Sementara itu, Demokrat menyatakan setuju revisi UU IKN dibawa ke paripurna dengan catatan. Selain itu Fraksi PKS melalui Teddy Setiadi menyatakan menolak.
"Kami Fraksi PKS dengan memohon taufik Allah SWT menyatakan menolak revisi RUU tentang Perubahan atas UU Nomor 3 tentang Ibu Kota Negara tersebut untuk dilanjutkan ke tahap berikutnya sesuai dengan peraturan perundang-undangan," pungkasnya.
9 Poin Perubahan
Sebelumnya diberitakan, Pemerintah mengusulkan perubahan UU No.3 Tahun 2022 tentang Ibu Kota Negara. Ada sembilan poin yang diajukan oleh pemerintah dalam perubahan pertama UU IKN.
Menteri PPN/Kepala Bappenas Suharso Monoarfa menyebut, perubahan pertama adalah kewenangan khusus IKN. Kemudian yang kedua adalah masalah pertanahan. Hal itu disampaikan dalam rapat kerja dengan Komisi II DPR RI, Senin (21/8/2023).

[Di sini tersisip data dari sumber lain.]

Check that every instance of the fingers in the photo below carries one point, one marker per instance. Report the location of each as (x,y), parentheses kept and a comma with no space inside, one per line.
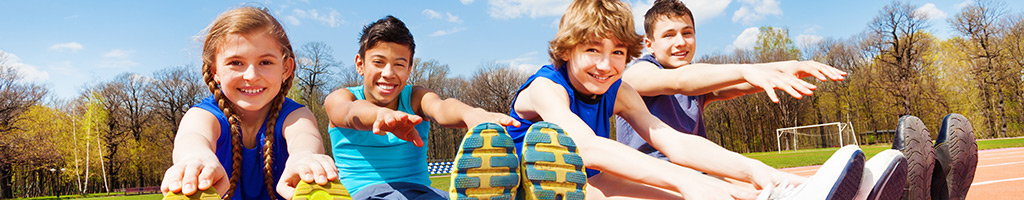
(207,175)
(189,178)
(285,189)
(172,179)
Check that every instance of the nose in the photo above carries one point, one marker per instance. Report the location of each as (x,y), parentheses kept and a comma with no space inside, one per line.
(250,73)
(388,71)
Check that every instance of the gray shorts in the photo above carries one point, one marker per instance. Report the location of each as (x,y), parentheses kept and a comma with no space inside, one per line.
(400,191)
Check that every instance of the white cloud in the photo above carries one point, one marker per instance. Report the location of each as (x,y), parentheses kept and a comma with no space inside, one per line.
(293,21)
(747,40)
(118,58)
(526,63)
(753,10)
(72,46)
(448,32)
(431,13)
(507,9)
(29,73)
(808,40)
(961,5)
(331,18)
(931,11)
(448,15)
(119,53)
(453,17)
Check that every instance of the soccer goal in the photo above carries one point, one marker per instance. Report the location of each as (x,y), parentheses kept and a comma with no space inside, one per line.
(814,136)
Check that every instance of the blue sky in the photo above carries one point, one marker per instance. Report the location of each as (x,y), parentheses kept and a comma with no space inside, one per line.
(68,44)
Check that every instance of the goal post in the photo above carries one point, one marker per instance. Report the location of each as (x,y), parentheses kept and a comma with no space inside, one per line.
(826,134)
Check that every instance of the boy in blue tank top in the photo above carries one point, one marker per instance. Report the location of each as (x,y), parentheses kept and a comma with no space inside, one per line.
(677,95)
(378,129)
(581,90)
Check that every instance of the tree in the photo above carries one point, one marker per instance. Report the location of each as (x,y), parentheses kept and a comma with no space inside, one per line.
(172,92)
(314,73)
(897,42)
(16,96)
(979,24)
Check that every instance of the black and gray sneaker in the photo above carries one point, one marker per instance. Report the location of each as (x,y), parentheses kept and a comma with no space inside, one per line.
(955,157)
(915,144)
(885,176)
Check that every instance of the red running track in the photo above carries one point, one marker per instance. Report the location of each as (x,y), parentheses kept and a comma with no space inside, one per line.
(999,174)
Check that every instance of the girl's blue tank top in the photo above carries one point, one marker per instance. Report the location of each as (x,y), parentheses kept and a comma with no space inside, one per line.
(251,184)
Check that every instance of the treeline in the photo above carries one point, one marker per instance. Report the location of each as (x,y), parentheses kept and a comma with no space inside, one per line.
(119,133)
(896,68)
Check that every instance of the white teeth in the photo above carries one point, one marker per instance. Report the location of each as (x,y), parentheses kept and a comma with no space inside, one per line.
(386,86)
(252,90)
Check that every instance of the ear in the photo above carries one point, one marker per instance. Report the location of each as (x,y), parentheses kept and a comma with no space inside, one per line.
(289,68)
(647,43)
(358,65)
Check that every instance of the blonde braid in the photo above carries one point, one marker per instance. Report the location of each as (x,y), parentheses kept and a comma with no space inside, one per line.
(245,21)
(268,136)
(232,120)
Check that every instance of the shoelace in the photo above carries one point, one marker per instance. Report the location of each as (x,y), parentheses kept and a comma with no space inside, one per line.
(783,191)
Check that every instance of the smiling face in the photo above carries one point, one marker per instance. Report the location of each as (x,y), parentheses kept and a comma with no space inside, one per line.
(384,69)
(673,41)
(250,70)
(593,67)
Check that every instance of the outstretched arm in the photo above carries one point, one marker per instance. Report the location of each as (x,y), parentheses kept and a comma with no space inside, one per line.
(453,113)
(695,152)
(547,101)
(727,81)
(306,160)
(196,166)
(344,111)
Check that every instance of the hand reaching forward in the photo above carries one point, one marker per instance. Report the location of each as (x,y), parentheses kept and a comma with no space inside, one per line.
(399,123)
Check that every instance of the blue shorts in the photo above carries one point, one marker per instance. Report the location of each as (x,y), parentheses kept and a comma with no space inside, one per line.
(400,191)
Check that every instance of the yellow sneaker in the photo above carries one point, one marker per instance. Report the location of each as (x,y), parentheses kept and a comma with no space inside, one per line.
(204,195)
(485,166)
(331,191)
(552,166)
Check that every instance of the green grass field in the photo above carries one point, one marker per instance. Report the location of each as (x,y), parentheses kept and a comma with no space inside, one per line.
(774,159)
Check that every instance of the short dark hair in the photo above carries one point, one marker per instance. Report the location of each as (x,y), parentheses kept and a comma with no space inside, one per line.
(665,8)
(388,29)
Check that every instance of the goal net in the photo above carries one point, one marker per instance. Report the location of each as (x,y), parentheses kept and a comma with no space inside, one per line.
(814,136)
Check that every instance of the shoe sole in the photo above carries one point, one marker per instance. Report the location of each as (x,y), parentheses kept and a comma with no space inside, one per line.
(889,185)
(486,166)
(956,157)
(913,141)
(331,191)
(552,166)
(210,194)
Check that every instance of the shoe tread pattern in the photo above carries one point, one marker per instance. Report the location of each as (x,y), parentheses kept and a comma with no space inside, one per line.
(914,142)
(963,152)
(331,191)
(552,166)
(486,167)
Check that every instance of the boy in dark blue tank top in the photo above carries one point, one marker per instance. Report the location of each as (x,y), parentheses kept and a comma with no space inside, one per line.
(580,92)
(678,95)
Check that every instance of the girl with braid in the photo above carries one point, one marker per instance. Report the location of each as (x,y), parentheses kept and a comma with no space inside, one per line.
(248,141)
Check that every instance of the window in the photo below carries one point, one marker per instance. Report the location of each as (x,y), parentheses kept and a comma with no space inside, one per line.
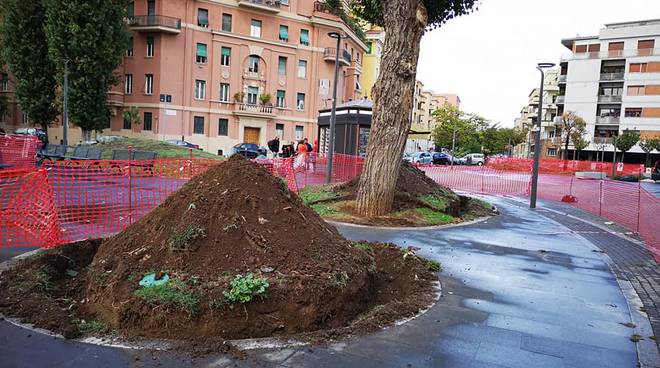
(280,98)
(226,22)
(304,37)
(147,121)
(635,90)
(224,92)
(128,84)
(223,127)
(253,64)
(201,53)
(638,67)
(150,46)
(4,82)
(203,17)
(284,33)
(149,84)
(300,101)
(129,48)
(281,66)
(127,123)
(200,90)
(255,28)
(252,95)
(302,69)
(225,56)
(198,125)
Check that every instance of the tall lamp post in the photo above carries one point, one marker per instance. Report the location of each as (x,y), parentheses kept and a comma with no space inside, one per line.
(333,113)
(537,138)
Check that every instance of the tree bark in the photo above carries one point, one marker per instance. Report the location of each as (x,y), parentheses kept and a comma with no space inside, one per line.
(393,93)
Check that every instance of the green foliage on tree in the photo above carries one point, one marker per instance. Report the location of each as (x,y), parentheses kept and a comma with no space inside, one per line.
(627,140)
(92,35)
(25,50)
(438,11)
(468,128)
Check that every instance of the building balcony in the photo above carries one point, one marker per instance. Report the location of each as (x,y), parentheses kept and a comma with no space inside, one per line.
(271,6)
(611,76)
(155,23)
(253,110)
(607,120)
(609,99)
(329,54)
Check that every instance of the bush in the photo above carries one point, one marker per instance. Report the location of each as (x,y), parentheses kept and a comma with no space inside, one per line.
(245,288)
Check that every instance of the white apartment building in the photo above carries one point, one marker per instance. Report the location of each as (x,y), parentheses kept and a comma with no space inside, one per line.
(612,81)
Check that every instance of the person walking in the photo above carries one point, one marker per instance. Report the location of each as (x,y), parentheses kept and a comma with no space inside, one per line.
(274,146)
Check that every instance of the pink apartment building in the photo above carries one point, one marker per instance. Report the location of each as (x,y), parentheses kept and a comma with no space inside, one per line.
(203,70)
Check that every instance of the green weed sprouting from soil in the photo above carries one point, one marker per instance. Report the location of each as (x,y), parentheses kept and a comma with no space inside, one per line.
(182,240)
(93,328)
(245,288)
(434,265)
(174,293)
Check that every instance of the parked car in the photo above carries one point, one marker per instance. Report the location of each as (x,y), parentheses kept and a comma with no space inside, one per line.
(183,144)
(248,150)
(473,159)
(419,158)
(442,158)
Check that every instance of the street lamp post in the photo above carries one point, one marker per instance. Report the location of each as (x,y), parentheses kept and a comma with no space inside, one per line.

Ketiga ada pengelolaan keuangan. Ada sejumlah poin yang diubah. Yaitu Otorita IKN sebagai pengelola diberi kewenangan untuk mengelola anggaran dalam kedudukan sebagai pemerintah daerah khusus. Otorita IKN juga diberi kewenangan penuh untuk mengelola barang.
Menurut Suharso, diperlukan pengalihan kedudukan otorita dari pengguna menjadi pengelola anggaran/barang supaya otorita lebih mandiri dalam memperoleh kegiatan persiapan, pembangunan pemindahan ibukota negara dan penyelenggaraan pemerintah daerah khusus.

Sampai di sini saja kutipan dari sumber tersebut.